The UK postal service then also charges you a handling charge for advising you of all the other charges!
Having just personally imported a 1930's bike from Italy last week it's a frighteningly wallet lightening experience!!!!


----------



## Archie Sturmer (Oct 16, 2021)

Is it a tax or a “fee”.
For a long time, eBay was on to the scam about sellers marking down prices and then marking up shipping and handling by an equal amount, in order to reduce the eBay fees.  Solution — apply the fees to the total transaction amount, including shipping.

If it’s actually “taxing” of shipping services, then that would be different.

Normally, states and local governments do not tax the USPS, and competing parcel delivery companies would include any federal, state or local (point of departure) taxes due within their own prices.

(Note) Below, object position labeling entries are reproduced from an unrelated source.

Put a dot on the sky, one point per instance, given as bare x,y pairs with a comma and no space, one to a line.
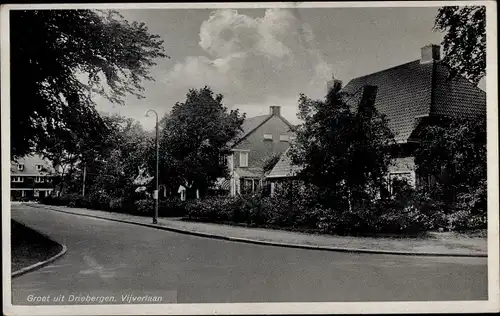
262,57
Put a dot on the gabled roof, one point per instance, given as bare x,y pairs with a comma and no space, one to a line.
412,90
253,123
30,162
284,167
406,93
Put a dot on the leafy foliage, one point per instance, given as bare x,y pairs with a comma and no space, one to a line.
465,39
270,163
452,153
53,53
343,150
195,139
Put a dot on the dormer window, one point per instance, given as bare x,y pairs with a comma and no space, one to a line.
268,136
17,179
243,159
284,138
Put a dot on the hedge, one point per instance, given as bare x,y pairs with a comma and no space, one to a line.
171,207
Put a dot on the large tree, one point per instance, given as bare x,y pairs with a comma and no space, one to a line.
195,138
453,154
342,148
465,39
59,58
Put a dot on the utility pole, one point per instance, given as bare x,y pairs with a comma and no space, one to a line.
155,194
84,178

Not sure if any outfit collects a “Receiving” tax when the source and destination are different states.

What might be next, a pass-through tax(?); because your packages passed through some several states without you paying “your fair-share”.


----------



## higgens (Oct 18, 2021)

They take a percent of the sale and a percent of the shipping price from the seller to


----------



## SJ_BIKER (Oct 18, 2021)

Yea that is correct. In the olden days a seller could list something  with buy it now for .99 and charge for example 100.00 for shipping for a Schwinn sprocket therefore ebay would earn .09  at the end of the transaction and not the 10.00 which they would if the seller wasnt playing these silly games. It was so common place that they eventually had to stop it however they could including charging a tax on shipping which they never  did get rid  of even after this fad went away.  Fun times.


----------



## Nashman (Mar 7, 2022)

dnc1 said:


> Since Britain exited the European Union (Brexit), we now have to pay 20% (Value Added Tax) on everything coming into the country, even if it's a gift!
> If you go over a value of  £139gbp then you are then hit also by British customs duties, calculated on the value of the item and the shipping costs. This varies from item to item and is calculated by HMRC (Her Majesties Revenue & Customs; equivalent to your IRS).
> The UK postal service then also charges you a handling charge for advising you of all the other charges!
> Having just personally imported a 1930's bike from Italy last week it's a frighteningly wallet lightening experience!!!!



We get hooped in Canada as well. Taxes, duty, handling, on imports over ( it seems to vary) $20.00 or $50.00. Our dollar is only worth about .70 to the U.S. dollar ( usually less) and worse against the British pound.


----------